Now I might actually be curious enough to try this once I get some time.... Is there an obvious reason it wouldn't work?
(Also I have to admit I'm a little confused about why it seems to be common to store particles in NxNxC arrays when all you want is N^2 unrelated particles in C dimensions.... Does that make them easier to draw or debug than storing them in an N^2xC array?)
If you're this far down in the weeds and worrying about speed, I'd suggest that you look into writing a custom Max external for this kind of stuff. Have you considered that?
I am happy the conversation is getting hotter around here! :) Matt, I had the same thought about passing through gen~ but let's say I would be happy to discover there is some less hacked solution. In case there would be none I would definitely give it a try.
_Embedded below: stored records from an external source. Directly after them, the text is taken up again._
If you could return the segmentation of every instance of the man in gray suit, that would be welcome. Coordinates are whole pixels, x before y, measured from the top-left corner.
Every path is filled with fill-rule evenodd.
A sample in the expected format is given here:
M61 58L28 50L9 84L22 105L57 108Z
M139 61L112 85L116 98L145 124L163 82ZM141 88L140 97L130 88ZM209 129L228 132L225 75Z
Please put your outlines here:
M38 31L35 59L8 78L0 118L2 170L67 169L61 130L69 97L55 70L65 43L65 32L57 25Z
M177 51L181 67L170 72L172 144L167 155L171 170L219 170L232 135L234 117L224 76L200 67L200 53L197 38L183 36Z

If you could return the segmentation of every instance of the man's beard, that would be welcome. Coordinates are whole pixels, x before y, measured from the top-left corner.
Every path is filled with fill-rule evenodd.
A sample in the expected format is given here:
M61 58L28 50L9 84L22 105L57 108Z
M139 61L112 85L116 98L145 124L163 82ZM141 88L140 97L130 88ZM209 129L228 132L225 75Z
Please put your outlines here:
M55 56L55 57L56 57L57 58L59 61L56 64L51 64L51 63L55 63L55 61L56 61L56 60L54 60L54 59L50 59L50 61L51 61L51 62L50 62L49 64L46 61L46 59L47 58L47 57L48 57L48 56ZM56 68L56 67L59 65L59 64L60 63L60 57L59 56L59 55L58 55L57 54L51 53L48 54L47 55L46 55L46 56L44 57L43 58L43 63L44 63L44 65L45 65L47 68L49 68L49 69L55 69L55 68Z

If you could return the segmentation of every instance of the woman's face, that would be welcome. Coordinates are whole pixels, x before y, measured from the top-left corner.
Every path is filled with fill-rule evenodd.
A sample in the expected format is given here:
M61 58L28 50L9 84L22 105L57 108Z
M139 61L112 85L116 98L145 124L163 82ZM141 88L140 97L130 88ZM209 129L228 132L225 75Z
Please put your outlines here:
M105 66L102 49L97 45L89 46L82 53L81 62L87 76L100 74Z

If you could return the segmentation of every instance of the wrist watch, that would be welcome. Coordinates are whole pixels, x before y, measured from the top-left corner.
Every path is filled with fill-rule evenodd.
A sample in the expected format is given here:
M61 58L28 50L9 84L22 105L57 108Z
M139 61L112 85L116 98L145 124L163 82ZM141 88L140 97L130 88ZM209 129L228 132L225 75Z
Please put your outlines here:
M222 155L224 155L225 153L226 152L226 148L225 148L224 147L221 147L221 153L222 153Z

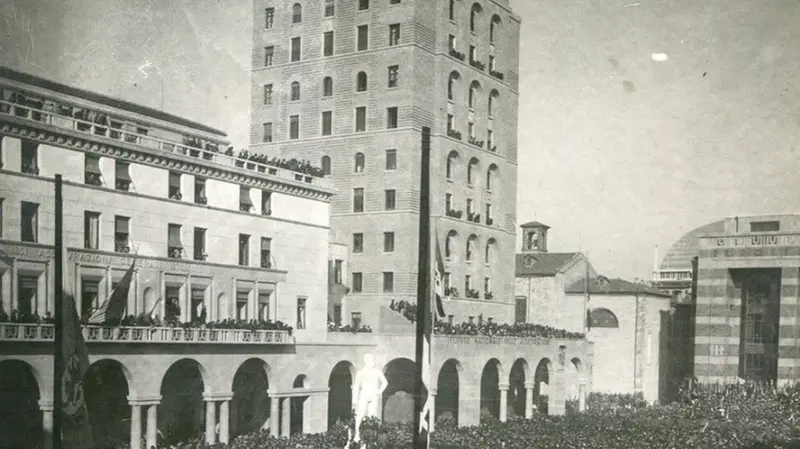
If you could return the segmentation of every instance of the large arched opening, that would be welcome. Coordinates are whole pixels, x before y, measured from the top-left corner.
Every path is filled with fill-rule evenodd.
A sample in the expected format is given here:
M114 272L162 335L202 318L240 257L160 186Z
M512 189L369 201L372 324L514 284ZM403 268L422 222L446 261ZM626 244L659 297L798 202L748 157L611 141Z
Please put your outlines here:
M500 419L500 362L491 359L481 373L481 422L492 416Z
M169 367L161 381L158 429L165 444L200 435L204 428L203 367L195 360L181 359Z
M260 359L246 360L233 376L230 436L269 429L269 367Z
M436 381L436 418L452 419L458 425L459 373L461 364L449 359L439 370Z
M328 377L328 429L337 422L347 424L353 412L353 378L355 368L348 361L333 367Z
M414 421L414 389L416 364L406 358L394 359L383 370L389 386L383 392L383 420Z
M43 440L39 384L21 360L0 362L0 435L3 446L31 449Z
M528 362L517 359L511 366L508 376L508 405L509 416L525 416L525 380L528 373Z
M130 441L131 407L125 367L116 360L98 360L83 376L83 394L97 447L118 447Z
M549 359L542 359L536 365L536 373L534 374L534 405L536 409L542 413L548 413L548 397L550 391L550 378L553 372L553 364Z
For what concerns the particle/arrays question, I have been wondering the same, (when I have done my java implementation of this code, I used "normal" 1 dimensional arrays) but i guess the reason lies in the architecture of jitter that basically uses matrices organised as pictures (n*m*planes, typically 4) as data repositories for all sort of data, and all the tools are operating with those representations in mind. Plus this way you can easily do "shaders style" displacements using other pictures.
Finally, for what Gregory suggests, i.e. writing an external, I agree that would be the most elegant and sustainable way to do it, it should not be too complicated as it is mostly about porting an already existing java external to C, but still the amount of stuff I still don't understand about the way c and max relate, together with some serious pointers/memory handling allergy, make me shiver.. Plus I found a book for learning how to write msp externals, but nothing about Jitter... But if there are other people interested, why not make some sort of study group! I'd be happy to!
hey everyone, you might be interested in checking out this thread that covers some of these concepts (among others in the forums).
i spent a little (too much) time porting the threejs example linked in the first post to JS, which is my recommendation of what to try first. if you hit a cpu wall porting to C would be the next step. as mentioned in that thread, try and limit the number of global data structures you access in your loops (make local copies if necessary).
other strategies for these kinds of things involve data partitioning algorithms (b-trees, r-trees, octrees, etc)
hopefully this is helpful.
Thanks a lot for your message Rob, and for the patch!
I have done a somewhat similar code in Java this summer, following the information contained on that post you linked, making java calculate the connection array for the jit.gl.mesh. It performs way faster than js on big particle arrays (~4000 particles and such), but the bottleneck are really the methods to get jitter matrices in and out of java. In my case it was necessary to get the position of the particles by an analysis of images in real time, so I couldn't really stay all within java.
I can try cleaning the code asap and maybe publish it here. Still I am sure that if there would be a way to have access the matrix arrays in jit.gen, like you would do in java or js it would be so much easier! No plan of making it a feature at any point?